According to Dark Visitors founder Gavin King, most major AI agents still honor the robots.txt file. “That’s been pretty consistent,” he says. But not all website owners have the time or know-how to constantly update their robots.txt files. And even when they do, some bots bypass the file’s directives: “They try to disguise traffic.”
Prince says Cloudflare’s bot blocking won’t be an order this type of bad guy can ignore. “Robots.txt is like putting up a ‘no trespassing’ sign,” he says. “It’s like having a physical wall patrolled by armed guards.” Just as it flags other types of suspicious web behavior, such as price-mining bots used for illegal price monitoring, the company has built processes to detect even the most carefully hidden AI crawlers.
Cloudflare is also announcing a marketplace in the future for customers to negotiate scraping terms of use with AI companies, whether that involves payment for content usage or a barter of credits to use AI services in exchange for scraping. “We don’t really care what the transaction is, but we think there needs to be some way to return value to the original content creators,” Prince says. “Compensation doesn’t have to be in dollars. Compensation can be credit or recognition. It can be a lot of different things.”
There is no set date for the launch of that marketplace, but even if it launches this year, it will join an increasingly crowded field of projects aimed at facilitating licensing and other permissions arrangements between AI companies, publishers, platforms and other websites.
What do AI companies think about this? “We’ve talked to most of them and their reactions have ranged from ‘this makes sense and we’re open to it’ to ‘fuck you,’” says Prince (though he declined to name names).
The project has been a fairly rapid development.

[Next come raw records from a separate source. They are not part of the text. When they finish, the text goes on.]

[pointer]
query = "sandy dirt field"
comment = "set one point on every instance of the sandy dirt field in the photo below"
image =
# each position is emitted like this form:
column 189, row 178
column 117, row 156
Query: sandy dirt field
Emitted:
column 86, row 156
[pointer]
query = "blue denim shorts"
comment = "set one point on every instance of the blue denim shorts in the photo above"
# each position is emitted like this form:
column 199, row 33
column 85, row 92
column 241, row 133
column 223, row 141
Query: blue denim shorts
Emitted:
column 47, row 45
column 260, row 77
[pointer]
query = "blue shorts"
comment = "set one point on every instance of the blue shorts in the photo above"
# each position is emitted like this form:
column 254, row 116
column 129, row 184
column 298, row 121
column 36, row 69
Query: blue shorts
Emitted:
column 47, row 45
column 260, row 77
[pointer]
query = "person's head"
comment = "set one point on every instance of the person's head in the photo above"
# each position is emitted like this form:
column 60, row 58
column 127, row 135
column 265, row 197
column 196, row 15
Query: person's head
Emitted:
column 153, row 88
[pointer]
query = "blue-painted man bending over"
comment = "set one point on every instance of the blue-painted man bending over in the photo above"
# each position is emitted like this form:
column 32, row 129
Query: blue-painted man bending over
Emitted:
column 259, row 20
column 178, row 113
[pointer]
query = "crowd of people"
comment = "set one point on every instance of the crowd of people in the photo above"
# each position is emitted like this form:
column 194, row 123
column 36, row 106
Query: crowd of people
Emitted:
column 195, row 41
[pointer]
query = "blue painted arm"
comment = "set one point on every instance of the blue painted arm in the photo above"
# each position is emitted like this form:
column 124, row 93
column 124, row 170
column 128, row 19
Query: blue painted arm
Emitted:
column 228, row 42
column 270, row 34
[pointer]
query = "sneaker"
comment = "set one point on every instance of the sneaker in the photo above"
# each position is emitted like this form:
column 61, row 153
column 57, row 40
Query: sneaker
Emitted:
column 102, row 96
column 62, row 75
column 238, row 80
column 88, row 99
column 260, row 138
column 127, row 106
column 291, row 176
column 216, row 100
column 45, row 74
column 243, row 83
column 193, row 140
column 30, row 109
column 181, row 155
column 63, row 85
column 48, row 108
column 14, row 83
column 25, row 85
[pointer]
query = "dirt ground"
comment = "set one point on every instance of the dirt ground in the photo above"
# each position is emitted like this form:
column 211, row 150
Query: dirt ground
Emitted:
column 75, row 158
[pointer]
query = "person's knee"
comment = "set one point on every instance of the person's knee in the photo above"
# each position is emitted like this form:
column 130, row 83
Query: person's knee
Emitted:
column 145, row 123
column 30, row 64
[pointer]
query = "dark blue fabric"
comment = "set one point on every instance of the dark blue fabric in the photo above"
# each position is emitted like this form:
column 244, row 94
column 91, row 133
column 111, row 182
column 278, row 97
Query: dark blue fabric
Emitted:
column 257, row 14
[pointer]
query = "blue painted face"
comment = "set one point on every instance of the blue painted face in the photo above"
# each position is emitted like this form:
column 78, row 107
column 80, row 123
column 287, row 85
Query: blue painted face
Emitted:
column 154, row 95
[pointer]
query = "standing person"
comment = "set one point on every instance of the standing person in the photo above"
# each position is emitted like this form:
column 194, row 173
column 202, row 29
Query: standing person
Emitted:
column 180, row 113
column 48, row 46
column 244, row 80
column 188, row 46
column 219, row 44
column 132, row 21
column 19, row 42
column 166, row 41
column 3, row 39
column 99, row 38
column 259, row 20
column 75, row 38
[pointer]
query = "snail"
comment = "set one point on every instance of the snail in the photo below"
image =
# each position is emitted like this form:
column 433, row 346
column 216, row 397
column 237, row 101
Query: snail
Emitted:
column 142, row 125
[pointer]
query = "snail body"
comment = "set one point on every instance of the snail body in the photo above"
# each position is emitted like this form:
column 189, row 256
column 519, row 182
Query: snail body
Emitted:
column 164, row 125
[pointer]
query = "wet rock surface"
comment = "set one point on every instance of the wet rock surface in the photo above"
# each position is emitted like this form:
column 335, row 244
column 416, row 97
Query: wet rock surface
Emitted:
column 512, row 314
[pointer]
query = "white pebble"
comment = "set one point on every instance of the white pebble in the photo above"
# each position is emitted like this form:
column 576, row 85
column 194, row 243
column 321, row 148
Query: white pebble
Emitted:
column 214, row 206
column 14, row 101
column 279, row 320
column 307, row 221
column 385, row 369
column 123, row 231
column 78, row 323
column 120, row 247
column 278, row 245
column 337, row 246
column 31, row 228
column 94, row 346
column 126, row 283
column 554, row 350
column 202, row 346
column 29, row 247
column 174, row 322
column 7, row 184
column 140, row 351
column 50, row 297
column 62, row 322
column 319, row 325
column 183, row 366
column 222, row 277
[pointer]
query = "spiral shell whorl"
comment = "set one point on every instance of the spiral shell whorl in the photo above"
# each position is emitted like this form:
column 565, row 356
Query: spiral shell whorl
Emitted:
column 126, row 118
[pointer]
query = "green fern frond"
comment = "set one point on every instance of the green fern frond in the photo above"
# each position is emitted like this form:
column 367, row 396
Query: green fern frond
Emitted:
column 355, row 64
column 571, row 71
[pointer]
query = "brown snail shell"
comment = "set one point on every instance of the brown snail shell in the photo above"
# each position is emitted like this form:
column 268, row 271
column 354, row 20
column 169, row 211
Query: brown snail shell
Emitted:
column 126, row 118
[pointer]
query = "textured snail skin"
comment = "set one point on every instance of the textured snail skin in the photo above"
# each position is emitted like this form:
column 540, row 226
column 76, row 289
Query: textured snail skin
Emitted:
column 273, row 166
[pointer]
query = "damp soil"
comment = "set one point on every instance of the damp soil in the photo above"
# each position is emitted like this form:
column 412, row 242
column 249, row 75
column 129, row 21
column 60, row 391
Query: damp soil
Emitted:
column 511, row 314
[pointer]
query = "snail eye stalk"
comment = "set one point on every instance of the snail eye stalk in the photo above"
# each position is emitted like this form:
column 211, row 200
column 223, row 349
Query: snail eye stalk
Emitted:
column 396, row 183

Prince cites a conversation with Atlantic CEO (and former WIRED editor-in-chief) Nick Thompson as inspiration for the project; Thompson had commented on how many different publishers had stumbled upon underground web scrapers. “I love that he’s doing it,” Thompson says. If even large media organizations struggled to deal with the influx of scrapers, Prince reasoned, independent bloggers and website owners would struggle even more.
Cloudflare has been a leading web security company for years, providing a large portion of the infrastructure that underpins the web. It has historically remained as neutral as possible when it comes to the content of the websites it serves; on the rare occasions it has made exceptions to that rule, Prince has emphasized that he doesn’t want Cloudflare to be the arbiter of what’s allowed online.
In this regard, he believes Cloudflare is in a privileged position to take a stand. “The path we are on is not sustainable,” says Prince. “Hopefully we can help ensure that human beings are paid for their work.”